If you just want to run one checkpoint against one dataset, the benchmark script dispatches to these three eval entrypoints (all under examples/wan2.1_fun/):

dataset script
mvs_synth, dl3dv, re10k eval_track4d360_hybrid_dense_static_scene_novel_traj.py
kubric eval_track4d360_hybrid_dense_kubric_novel_traj.py
syn4d eval_track4d360_hybrid_dense_syn4d_novel_traj.py

All three use track4d_360.shared_args as of 2026-04-23 β€” so they accept the full warped + plucker + dense + track flag set. Exact per-variant flags are the table below β€” do not forget them: build_eval_pipeline reads warped_condition_mode via getattr(..., "off"), so an omitted flag on a warped checkpoint silently runs the model in the wrong architecture.

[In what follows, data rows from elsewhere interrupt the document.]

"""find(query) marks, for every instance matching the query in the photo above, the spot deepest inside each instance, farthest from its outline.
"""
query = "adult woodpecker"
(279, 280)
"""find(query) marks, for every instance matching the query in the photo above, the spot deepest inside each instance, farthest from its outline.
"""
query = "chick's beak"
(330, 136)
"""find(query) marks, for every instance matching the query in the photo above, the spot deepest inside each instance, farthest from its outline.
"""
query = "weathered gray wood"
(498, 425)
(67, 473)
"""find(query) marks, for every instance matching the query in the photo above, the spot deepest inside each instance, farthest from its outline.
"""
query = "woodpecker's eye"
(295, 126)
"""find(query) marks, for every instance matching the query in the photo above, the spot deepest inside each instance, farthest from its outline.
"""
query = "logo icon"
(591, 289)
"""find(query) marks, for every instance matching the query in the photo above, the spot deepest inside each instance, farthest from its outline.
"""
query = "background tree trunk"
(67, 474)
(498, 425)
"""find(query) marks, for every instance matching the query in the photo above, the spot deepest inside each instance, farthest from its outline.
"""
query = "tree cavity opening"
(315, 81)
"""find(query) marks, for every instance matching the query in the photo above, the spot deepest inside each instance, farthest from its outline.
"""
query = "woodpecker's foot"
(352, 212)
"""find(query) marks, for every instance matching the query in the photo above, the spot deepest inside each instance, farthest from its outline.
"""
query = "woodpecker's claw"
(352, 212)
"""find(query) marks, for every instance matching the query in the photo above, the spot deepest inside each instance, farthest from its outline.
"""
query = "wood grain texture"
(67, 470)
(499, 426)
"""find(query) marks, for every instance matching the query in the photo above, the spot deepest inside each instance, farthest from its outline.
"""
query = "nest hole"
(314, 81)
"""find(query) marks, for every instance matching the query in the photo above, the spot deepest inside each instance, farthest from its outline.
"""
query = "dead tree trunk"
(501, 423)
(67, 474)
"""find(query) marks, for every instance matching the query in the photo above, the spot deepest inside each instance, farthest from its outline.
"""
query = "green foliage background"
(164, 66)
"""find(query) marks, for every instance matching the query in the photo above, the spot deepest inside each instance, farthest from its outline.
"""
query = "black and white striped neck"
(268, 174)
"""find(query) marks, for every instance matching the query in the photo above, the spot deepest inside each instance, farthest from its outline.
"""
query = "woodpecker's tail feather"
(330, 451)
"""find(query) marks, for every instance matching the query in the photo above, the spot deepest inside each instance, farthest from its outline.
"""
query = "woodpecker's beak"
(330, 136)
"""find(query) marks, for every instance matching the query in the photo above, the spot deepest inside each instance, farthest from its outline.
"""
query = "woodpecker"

Per-variant eval-flag recipe

Must match training β€” silent mismatches are the #1 source of wrong results. See doc/track4d-360/2026-04-23-clipfv-4models-288x512-benchmark.md Β§2 bug log.

warped_step-13000.safetensors:
    --track_injection_mode single
    --warped_condition_mode latent_fuse
    --warped_appearance_fusion concat_proj
    --warped_geom_only_dense
    --dense_in_channels 2

static13k_step-13500.safetensors
dynamic5k_step-5000.safetensors
ismb288_3k_step-3000.safetensors:
    --track_injection_mode per_block
    --track_injection_block_mode concat_project
    --warped_condition_mode off
    --dense_in_channels 5

Shared across all 4:

--use_plucker_camera_control
--enable_v2v_plucker_camera_control
--use_query_frame_impulse_condition
--use_dense_branch
--dense_proj_dim 32
--dense_num_residual_blocks 2
--dense_alpha_track 1.0
--track_config config/track4d_360/default_conv3d_patchify_srcdepth.yaml
--num_inference_steps 50
--cfg_scale 1.0
--sigma_shift 5.0
--seed 42

And the base-DiT init path is always weights/wan21-1p3b/diffusion_pytorch_model.safetensors via --vxf_init_checkpoint (CLAUDE.md load-order Invariant A/B β€” VXF init must run BEFORE LoRA wrap and is required on both scratch and resume paths).